"Itu bukan protes," kata Shah Rezwan Hayat, kepala Komisi Bantuan dan Pemulangan Pengungsi (RRRC), yang mengelola kamp pengungsi Bangladesh.
Namun para pengungsi mengatakan keputusasaan semakin meningkat dan beberapa dari mereka mempertaruhkan hidup untuk keluar dari Bhasan Char.
"Banyak orang yang mencoba pergi dari pulau itu. Setahu saya, sedikitnya 30 orang sudah meninggalkan pulau itu," kata salah seorang warga, Salam.
"Saya mendengar tentang sebuah insiden, bahwa sekitar lima orang ditangkap ketika mencoba melarikan diri dari pulau itu. Mereka dibawa ke kamp polisi dan dipukuli oleh polisi," ucapnya.
Itu bukan satu-satunya tuduhan kekerasan oleh pihak berwenang terhadap pengungsi. Human Rights Watch mengatakan anak-anak dihukum karena pindah dari daerah yang ditentukan.
"Pada 12 April, seorang pelaut Bangladesh diduga memukuli empat anak dengan pipa PVC karena meninggalkan tempat tinggal mereka untuk bermain dengan anak-anak pengungsi di daerah lain," kata laporan bulan lalu.
Enayet mengatakan dia telah mendengar tentang dua insiden ini dari orang lain di kamp.
"Saya telah mendengar anak-anak dipukuli karena pergi ke klaster yang berbeda. Dan beberapa orang, yang ditahan ketika mencoba melarikan diri, disiksa."
Salam menyebut frustrasi di antara para pengungsi berubah menjadi kemarahan.
"Ada perkelahian setiap hari di kamp antarpengungsi. Jika Anda memelihara beberapa ayam di kandang dan tidak memberi mereka makan, lalu apa yang terjadi? Mereka mulai berkelahi satu sama lain."
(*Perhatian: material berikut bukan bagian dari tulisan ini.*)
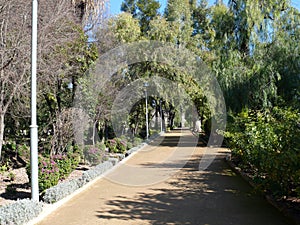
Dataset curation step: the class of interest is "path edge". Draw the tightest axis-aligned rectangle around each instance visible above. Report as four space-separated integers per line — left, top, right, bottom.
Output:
24 132 165 225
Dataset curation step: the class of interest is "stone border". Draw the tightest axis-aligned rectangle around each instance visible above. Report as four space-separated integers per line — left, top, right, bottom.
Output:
25 132 164 225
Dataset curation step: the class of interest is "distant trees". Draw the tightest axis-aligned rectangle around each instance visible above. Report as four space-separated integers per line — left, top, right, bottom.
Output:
0 0 105 157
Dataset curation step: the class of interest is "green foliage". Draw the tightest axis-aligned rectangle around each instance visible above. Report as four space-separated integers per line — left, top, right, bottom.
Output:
114 138 127 153
26 150 79 192
26 157 60 192
105 139 118 153
132 137 143 147
83 142 106 165
226 107 300 196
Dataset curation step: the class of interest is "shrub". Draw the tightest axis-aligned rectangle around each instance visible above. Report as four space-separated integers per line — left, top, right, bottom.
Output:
83 143 106 165
106 139 117 152
132 137 143 147
43 179 81 204
79 161 114 186
127 142 133 150
52 155 73 180
114 138 127 153
26 157 60 192
44 159 118 203
0 199 43 225
226 108 300 196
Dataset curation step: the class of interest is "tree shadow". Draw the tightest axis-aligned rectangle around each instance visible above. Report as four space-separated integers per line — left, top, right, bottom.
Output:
97 155 289 225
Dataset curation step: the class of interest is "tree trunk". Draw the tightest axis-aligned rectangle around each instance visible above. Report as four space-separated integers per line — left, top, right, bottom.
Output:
0 113 4 161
Angkatan Laut Bangladesh, yang bertugas membangun kamp, membantah tuduhan soal penyiksaan dan pelecehan seksual.
PBB menyebut pihaknya tidak dapat secara independen memverifikasi tuduhan yang sedang diselidiki itu.
Namun, mereka ingin pengelolaan kamp itu dialihkan dari militer kepada kelompok sipil dan agar dikelola dengan "cara yang inklusif dan konsultatif".
Pemerintah Bangladesh berjanji skema untuk memberikan pendapatan akan segera dilaksanakan untuk membantu 18.400 pengungsi yang kini tinggal di Bhasan Char.
Jumlah itu akan bertambah banyak seiring rencana pemindahan pengungsi baru ke kamp itu.
Bangladesh kini sedang mempertimbangkan pengajuan lebih dari 40 kelompok sipil lokal untuk mengelola pengungsian tersebut.
'Penjara besar'
Kembali ke tempat tinggalnya, Halima lelah menunggu hal-hal menjadi lebih baik. Dia sudah menyerah untuk kembali ke Myanmar, tempat Rohingya menghadapi diskriminasi selama beberapa dekade.
Tapi dia juga tidak ingin hidup di Bhasan Char.
"Saya tidak pernah tinggal di tempat seperti ini, dikelilingi oleh laut. Kami terjebak di sini. Kami tidak bisa pergi ke mana-mana."
Dilara, perempuan muda pengungsi yang berusaha mencapai Malaysia, berkata takut dan sendirian.
Namun satu hal yang tidak ingin dia lakukan adalah tinggal bersama orang tuanya di Bhasan Char. Ayah dan ibunya kini masih berada di kamp pengungsi di Cox's Bazar.
Dilara tidak ingin mereka menderita seperti dia.